Née à Zurich, Eva Ducret reste attachée à ses ancêtres italiens dans sa façon de vivre, de voir le monde, de le sentir et de le re-présenter (le tiret est important). Différents types de miroirs (jusqu’à celui de l’eau), des coquillages, le calcaire « non pas le calcaire minéral, mais le calcaire animal, cette matière qui maintient le corps à lintérieur comme l
ossature ou qui le protège comme les coquilles l`intérieur du coquillage » (écrit l’artiste) sont ses éléments de base pour différents types d’assemblages, d’alignements voir de mises en abîme face au tunnel et à la centrifugeuse du temps.
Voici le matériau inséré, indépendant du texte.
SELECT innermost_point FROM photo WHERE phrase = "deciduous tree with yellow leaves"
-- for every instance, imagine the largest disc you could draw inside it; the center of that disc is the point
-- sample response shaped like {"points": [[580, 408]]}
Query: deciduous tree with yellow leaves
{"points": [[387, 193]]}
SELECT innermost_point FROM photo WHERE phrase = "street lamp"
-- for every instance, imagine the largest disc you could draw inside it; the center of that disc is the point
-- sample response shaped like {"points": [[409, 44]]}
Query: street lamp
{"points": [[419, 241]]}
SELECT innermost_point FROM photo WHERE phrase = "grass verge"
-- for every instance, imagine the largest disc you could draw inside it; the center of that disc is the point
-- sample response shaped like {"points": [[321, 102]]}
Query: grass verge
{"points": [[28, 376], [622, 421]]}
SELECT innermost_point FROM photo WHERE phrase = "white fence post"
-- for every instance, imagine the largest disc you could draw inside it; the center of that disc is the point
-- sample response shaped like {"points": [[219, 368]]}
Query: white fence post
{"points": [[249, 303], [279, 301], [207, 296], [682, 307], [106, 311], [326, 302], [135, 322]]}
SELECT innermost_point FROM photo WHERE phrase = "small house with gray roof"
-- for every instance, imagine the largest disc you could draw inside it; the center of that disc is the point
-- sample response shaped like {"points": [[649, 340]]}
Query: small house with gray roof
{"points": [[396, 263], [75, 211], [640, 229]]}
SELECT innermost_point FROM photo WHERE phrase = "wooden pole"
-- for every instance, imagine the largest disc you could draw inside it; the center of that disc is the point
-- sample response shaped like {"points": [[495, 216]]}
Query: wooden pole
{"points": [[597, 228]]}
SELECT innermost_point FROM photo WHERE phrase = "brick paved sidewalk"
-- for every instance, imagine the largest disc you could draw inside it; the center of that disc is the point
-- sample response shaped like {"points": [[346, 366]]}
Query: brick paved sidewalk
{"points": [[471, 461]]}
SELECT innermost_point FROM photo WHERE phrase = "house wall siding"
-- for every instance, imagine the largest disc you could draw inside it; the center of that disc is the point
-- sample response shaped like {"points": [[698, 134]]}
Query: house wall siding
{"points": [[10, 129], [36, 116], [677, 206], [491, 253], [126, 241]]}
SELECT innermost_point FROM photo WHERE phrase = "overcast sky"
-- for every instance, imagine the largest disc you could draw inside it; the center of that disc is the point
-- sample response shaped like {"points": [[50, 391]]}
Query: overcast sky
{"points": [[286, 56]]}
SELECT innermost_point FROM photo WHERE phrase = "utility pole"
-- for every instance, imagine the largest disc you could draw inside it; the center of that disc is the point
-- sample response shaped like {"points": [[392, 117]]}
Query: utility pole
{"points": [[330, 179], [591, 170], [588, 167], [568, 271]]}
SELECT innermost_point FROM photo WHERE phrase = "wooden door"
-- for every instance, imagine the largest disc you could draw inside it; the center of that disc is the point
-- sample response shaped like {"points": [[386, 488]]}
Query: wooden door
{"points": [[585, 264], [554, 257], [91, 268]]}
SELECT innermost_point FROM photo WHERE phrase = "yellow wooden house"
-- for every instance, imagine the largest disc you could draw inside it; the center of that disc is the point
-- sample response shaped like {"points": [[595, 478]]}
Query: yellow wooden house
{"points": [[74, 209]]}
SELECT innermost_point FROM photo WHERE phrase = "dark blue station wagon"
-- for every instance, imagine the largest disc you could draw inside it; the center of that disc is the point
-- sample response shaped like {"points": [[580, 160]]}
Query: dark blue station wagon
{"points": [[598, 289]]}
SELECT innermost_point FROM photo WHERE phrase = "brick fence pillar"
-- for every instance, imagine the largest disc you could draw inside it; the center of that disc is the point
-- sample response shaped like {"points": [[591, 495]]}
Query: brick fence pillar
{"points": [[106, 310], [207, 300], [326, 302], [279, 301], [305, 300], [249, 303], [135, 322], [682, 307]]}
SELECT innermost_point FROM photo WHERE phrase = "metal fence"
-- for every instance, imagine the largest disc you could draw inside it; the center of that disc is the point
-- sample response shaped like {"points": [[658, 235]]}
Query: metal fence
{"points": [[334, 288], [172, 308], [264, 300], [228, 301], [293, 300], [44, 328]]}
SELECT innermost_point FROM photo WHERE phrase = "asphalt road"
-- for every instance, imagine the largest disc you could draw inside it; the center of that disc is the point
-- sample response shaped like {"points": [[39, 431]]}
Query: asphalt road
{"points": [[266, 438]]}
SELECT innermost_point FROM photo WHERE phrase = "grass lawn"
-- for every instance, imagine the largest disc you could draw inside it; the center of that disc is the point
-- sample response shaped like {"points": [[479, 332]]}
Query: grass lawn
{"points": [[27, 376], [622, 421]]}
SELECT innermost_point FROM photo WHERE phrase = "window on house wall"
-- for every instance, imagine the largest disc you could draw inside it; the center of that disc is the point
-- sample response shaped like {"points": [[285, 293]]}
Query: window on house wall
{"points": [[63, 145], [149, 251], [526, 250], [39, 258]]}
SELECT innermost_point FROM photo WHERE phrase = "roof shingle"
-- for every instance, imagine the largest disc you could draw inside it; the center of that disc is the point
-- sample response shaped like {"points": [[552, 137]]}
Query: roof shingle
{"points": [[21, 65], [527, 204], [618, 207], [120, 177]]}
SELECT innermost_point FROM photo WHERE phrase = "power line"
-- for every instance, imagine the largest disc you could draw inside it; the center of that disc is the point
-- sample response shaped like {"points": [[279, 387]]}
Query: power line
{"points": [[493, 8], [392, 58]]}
Les lieux de la créatrice sont sans merci. Ils s’ouvrent sur une sorte de vide. Mais il n’est en rien un pur néant. Ce vide interroge par les mirages qu’il provoque en des constructions très différentes mais qui toutes veulent retenir le temps. Au fugace l’artiste donne une éternité comme elle accorde au mouvement un suspens, une fixité dans un besoin d’ordonner mais de manière différente de ce que l’on connaît. Proche en cela de Parmiggiani ou de Pennone - mais par des voies bien différentes, plus « concrètes » - Eva Ducret monte par exemple des « fossiles-sentinelles » : mobiles intemporels d’ossements immaculés qui hantent. Sa « Parade Potagère », ses « Abyssales Citrouilles-Sphères », ses enchevêtrement de « nacres encoquillées » et de « vulgus pneumaticus », son « Verger-Joaillier » aux « Arbres-Parures » couverts de « Fruits-Bijoux », son « tunnel » de coquillages créent des délocalisations convaincantes propres à nous atteindre en nous dérobant au monde « objectif » et en nous obligeant à entrer dans le sentir au moment où nous nous perdons pieds et repères. Ces délocalisations rappellent la stratégie de « l’Elevage de la Poussière » de Duchamp. Celui ci voulait que l’observation d’un processus de montrage produise non du « beau » - concept flou - mais une réflexion ultérieure. Et il est certain que les œuvres de l’artiste suisse croissent au dedans de nous à travers une lente gestation provoquée par les interrogations qui apparaissent au sein d’une immédiateté complexe.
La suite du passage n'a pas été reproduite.